When combined, vestibular drills and strength work act like neural training for your operating system. This can pull you our of a dorsal vagal, or shutdown, state and help restore balance between sympathetic and parasympathetic.

How to Fire It Up

Here’s how to bring intentional sympathetic activation into your training and recovery:

  • Dynamic Breathing – Sharp, rapid inhales/exhales stimulate energy (Kox et al., 2014).
  • Cold Exposure – A blast of cold water spikes norepinephrine, improving focus (Janský, 1997).
  • Explosive Strength Work – Sled pushes, carries, sprints create natural sympathetic activation (Boutcher, 2011).
  • Vestibular Drills – Balance board work, head turns, or eye-tracking exercises enhance brainstem activation and vagal tone (Rosenberg, 2017).
  • Load + Complexity – Combine strength with balance or coordination for max brain health (e.g., carries on unstable surfaces, landmine presses with rotation, or mace training).

The Balance Point

Mental Fortitude isn’t about living in one state, it’s about flexibility and your ability to adapt in a stressful environment.

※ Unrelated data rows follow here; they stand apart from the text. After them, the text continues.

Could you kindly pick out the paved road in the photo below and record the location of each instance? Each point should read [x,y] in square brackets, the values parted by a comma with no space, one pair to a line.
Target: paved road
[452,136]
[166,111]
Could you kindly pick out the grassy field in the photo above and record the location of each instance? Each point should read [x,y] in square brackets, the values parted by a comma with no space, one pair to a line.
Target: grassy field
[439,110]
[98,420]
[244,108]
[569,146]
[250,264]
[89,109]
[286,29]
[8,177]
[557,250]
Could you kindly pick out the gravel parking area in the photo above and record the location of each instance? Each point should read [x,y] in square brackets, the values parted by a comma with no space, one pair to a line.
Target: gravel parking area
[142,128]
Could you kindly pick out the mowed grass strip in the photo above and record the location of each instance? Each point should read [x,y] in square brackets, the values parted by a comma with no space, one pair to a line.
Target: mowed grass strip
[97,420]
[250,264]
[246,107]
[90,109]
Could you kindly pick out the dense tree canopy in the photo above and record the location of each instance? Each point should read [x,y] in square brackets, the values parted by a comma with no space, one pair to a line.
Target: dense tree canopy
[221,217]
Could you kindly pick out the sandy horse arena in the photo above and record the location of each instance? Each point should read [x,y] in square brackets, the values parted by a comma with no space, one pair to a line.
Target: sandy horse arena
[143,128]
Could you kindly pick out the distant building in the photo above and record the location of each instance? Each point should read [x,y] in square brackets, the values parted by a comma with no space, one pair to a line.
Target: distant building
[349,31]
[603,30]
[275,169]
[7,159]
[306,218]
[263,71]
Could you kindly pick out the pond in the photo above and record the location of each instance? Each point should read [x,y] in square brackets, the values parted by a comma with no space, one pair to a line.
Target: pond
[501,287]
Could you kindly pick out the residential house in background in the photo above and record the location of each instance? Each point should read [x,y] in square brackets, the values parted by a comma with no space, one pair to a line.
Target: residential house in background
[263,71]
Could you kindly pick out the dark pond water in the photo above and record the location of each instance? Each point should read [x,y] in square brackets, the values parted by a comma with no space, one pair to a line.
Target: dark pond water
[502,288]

  • Too much sympathetic? You burn out.
  • Too much parasympathetic? You stagnate or shut down.
  • Too little neural stimulation? You drift into dysfunction, as seen with Operator Syndrome.

The nervous system thrives on adaptability. Therefore, make sure your actions involve switching gears, accelerating, decelerating, and re-engaging.

Closing Thought

The sympathetic nervous system is not the enemy. It’s a tool, and when paired with functional neurology, vestibular training, and strength work, it becomes a weapon against shutdown, brain fog, and the long-term impacts of Operator Syndrome.

Mental Fortitude is built not by avoiding stress, but by learning how to use the full spectrum of your nervous system, both parasympathetic and sympathetic, recovery and activation, calm and chaos.

That’s where resilience and antifragility lives.

References

  • Porges, S. W. (2011). The Polyvagal Theory.
  • Kox, M. et al. (2014). Voluntary activation of the sympathetic nervous system. PNAS, 111(20).
  • Janský, L. (1997). Adaptation of thermoregulatory system to cold. Comp Biochem Physiol.
  • Boutcher, S. H. (2011). High-intensity intermittent exercise. J Obesity.
  • Rosenberg, S. (2017). Accessing the Healing Power of the Vagus Nerve.